Percentage type of production per grapheme-to-sound correspondence in the auditory-orthographic conditions.

Grapheme-to-sound correspondence	% type of production				N
Grapheme-to-sound correspondence	Auditory	Orthography-inducedphonological transfer	Combination	Fusion	N
<d>- [δ]	9.8%	90.2%	0.0%	0.0%	492
<ll>-[j]	89.1%	4.2%	6.8%	0.0%	960
<v>-[b]	8.4%	91.6%	0.0%	0.0%	487
<z>-[s]	37.1%	30.3%	0.0%	33.6%	502

Note: Percentages result from the total number of instances relative to trials after removing “not produced,” “deleted,” and “other” codes, as described in the analysis.

As predicted condition also constrained the proportion of auditory-orthographic combination realizations for <ll>-[j] (see Figure 2). The highest percentage combination is produced in the ortho-training condition (12.3%; count = 37), followed by ortho-training and production condition (5.6%; count = 19), and ortho-production condition (2.7%; count = 9).

Figure 2.

Percentage combination production by auditory-orthographic condition. * Denotes significance at p < 0.05, # denotes p = 0.06.

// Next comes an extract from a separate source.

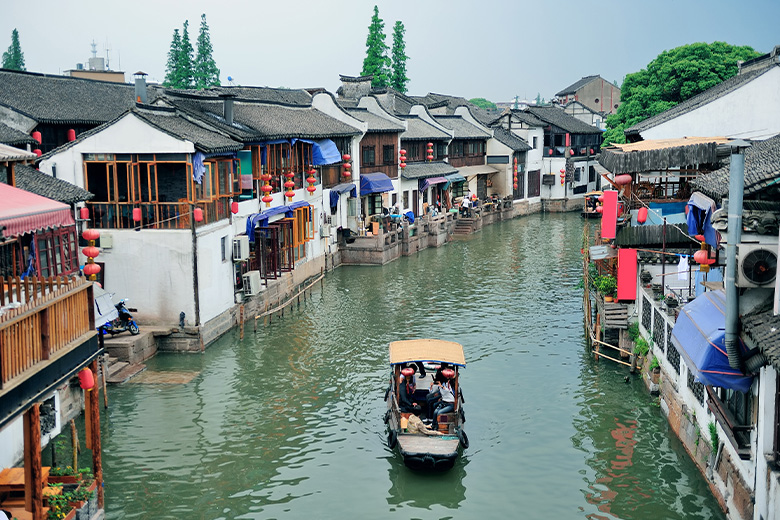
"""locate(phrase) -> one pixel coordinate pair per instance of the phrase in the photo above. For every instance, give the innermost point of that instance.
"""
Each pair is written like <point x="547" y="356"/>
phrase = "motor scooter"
<point x="124" y="322"/>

To investigate the relationship between combination productions and condition for <ll>-[j], χ² test of independence was conducted. The results of this test were significant, χ²(2) = 25.16, p < 0.001, with small effect size, Cramer’s V = 0.16. Examination of standardized residuals were then assessed to determine if there was an orthographic influence during training (Δ RE > 2). Results indicated that the proportion of combination productions in the orthography-training condition were significantly higher than in the orthography-production condition (RE = 3.9 vs. -2.8) and marginally so in the orthography-training and production condition (RE = -0.8 vs. -2.8). To confirm these results, follow-up 2x2 χ2 tests were conducted, comparing combination rates during the ortho-training condition versus the ortho-production condition, as well as the ortho-training and production versus the ortho-production condition. These follow-up tests confirmed the analysis of residuals. Rates of combination were significantly higher in the ortho-training condition than the ortho-production condition, χ²(1) = 22.25, p < 0.001, and marginally higher in the ortho-training and production condition than the ortho-production condition, χ²(1) = 3.51, p < 0.06.

With regards to the effect of position, chi-square test of independence was conducted to compare the proportion of combination production in intervocalic and initial position in words. The results of this test were significant, χ²(1) = 25.52, p < 0.001. However, the effect size of this difference was small, Cramer’s V = 0.16, with 11.0% combination productions in word-medial intervocalic position and 2.8% combination productions in word-initial position (see Figure 3). Therefore, we can conclude that proportion of combination productions is significantly higher in the intervocalic position.

Figure 3.

Percentage combination production by position. * Denotes significance at p < 0.05.

Furthermore, in the word-initial position, combination occurs only in the ortho-training condition (7.9%; count = 12) and ortho-training and production conditions (1.2%; count = 2). In the word-medial position, it occurs in ortho-production (5.9%; count = 9) and ortho-training (17.6%; count = 17) and ortho-training and production condition (10.1%; count = 25). Therefore, the combination of condition and position that produces the largest proportion of combination production is orthography-training condition in the word-medial position (see Figure 4).

Figure 4.

Percentage combination production by condition and position.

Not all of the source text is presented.